Dünya ekonomisinin inişli çıkışlı seyrinde Türkiye, adeta bir fırtına gibi esmeye hazırlanıyor. İhracat denince akla gelen isimlerden biri olan Ege İhracatçı Birlikleri Koordinatör Başkanı Jak Eskinazi, kelimenin tam anlamıyla bombalar patlattı. Duyduklarımıza göre, önümüzdeki üç yıl içinde ihracat gelirlerini tam beş katına çıkarmak gibi iddialı bir hedefleri var. Evet, yanlış duymadınız – beş kat!
Peki bu devasa büyüme nasıl sağlanacak? Eskinazi'ye kulak verirsek, olay sadece para kazanmaktan ibaret değil. Asıl mesele, katma değeri yüksek ürünlere odaklanmak ve ülke olarak markalaşmak. Yani ham madde satmaktan öte, 'aranan ürün' haline gelmek.

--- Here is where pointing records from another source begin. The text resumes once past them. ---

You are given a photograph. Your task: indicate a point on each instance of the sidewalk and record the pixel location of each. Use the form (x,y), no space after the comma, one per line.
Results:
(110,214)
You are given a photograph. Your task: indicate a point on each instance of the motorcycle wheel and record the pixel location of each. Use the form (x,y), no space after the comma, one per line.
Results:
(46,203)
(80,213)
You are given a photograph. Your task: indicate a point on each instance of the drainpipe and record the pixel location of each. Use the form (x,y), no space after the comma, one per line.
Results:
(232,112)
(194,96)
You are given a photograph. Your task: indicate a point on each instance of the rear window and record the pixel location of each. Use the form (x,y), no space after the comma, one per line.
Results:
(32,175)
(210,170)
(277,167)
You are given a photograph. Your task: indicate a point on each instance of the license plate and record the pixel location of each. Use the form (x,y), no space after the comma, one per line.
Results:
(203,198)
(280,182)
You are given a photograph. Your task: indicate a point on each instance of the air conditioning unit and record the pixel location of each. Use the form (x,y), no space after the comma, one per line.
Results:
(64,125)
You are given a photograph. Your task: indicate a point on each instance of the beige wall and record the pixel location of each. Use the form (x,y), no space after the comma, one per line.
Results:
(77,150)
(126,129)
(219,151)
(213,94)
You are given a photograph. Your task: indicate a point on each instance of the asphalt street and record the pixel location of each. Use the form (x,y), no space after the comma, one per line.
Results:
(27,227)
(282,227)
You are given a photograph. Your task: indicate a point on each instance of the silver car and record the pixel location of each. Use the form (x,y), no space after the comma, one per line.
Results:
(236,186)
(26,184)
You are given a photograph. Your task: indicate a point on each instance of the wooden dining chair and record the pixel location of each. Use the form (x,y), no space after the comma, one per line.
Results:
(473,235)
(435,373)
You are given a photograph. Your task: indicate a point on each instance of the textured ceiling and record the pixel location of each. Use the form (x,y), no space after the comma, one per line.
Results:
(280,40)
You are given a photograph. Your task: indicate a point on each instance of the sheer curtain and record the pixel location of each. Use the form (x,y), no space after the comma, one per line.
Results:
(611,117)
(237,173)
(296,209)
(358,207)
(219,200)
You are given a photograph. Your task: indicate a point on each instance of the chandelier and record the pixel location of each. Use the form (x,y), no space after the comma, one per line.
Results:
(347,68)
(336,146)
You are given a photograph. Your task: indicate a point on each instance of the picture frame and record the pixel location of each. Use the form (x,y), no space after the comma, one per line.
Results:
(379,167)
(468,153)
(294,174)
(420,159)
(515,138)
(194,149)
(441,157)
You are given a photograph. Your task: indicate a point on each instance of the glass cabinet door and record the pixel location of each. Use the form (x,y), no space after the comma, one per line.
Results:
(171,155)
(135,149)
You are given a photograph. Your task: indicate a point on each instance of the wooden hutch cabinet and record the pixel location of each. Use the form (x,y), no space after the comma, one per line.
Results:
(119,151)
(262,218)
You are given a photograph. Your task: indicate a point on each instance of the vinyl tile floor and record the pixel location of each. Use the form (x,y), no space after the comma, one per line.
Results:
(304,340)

Dijital Dönüşüm ve İnovasyon: Büyümenin Anahtarı
İşin sırrı, teknolojiyi ve inovasyonu merkeze koymakta yatıyor. Artık geleneksel yöntemlerle yola devam etmek mümkün değil. Dijitalleşme, yapay zeka, otomasyon – bunlar artık lüks değil, zorunluluk. Eskinazi'nin de dediği gibi, "Dünya değişiyor, biz de değişmeliyiz."
İş dünyasının bu dönüşüme ayak uydurması için eğitim ve danışmanlık hizmetleri de son derece kritik. Küçük ve orta ölçekli işletmelerin bu yarışta geride kalmaması için destek mekanizmaları şart.
Pazar Çeşitlendirmesi: Bütün Yumurtaları Aynı Sepete Koymamak
Bir diğer önemli nokta ise pazar çeşitlendirmesi. Tek bir ülkeye veya bölgeye bağımlı kalmak, ekonomik dalgalanmalarda ciddi risk oluşturabilir. Bu nedenle Asya, Afrika ve Latin Amerika gibi yeni pazarlara açılmak, ihracatın sürdürülebilirliği açısından hayati önem taşıyor.
Tabii bu sadece satış yapmakla bitmiyor. Yurtdışında marka bilinirliğini artırmak, kalite standartlarını yükseltmek ve müşteri ilişkilerini güçlendirmek de en az o kadar önemli.
Kısacası, önümüzdeki yıllar Türkiye'nin ihracat performansı açısından oldukça hareketli geçecek gibi duruyor. Hedefler iddialı, yol haritası net. Bakalım bu hedeflere ulaşılacak mı? Bence, doğru adımlar atılırsa kesinlikle evet.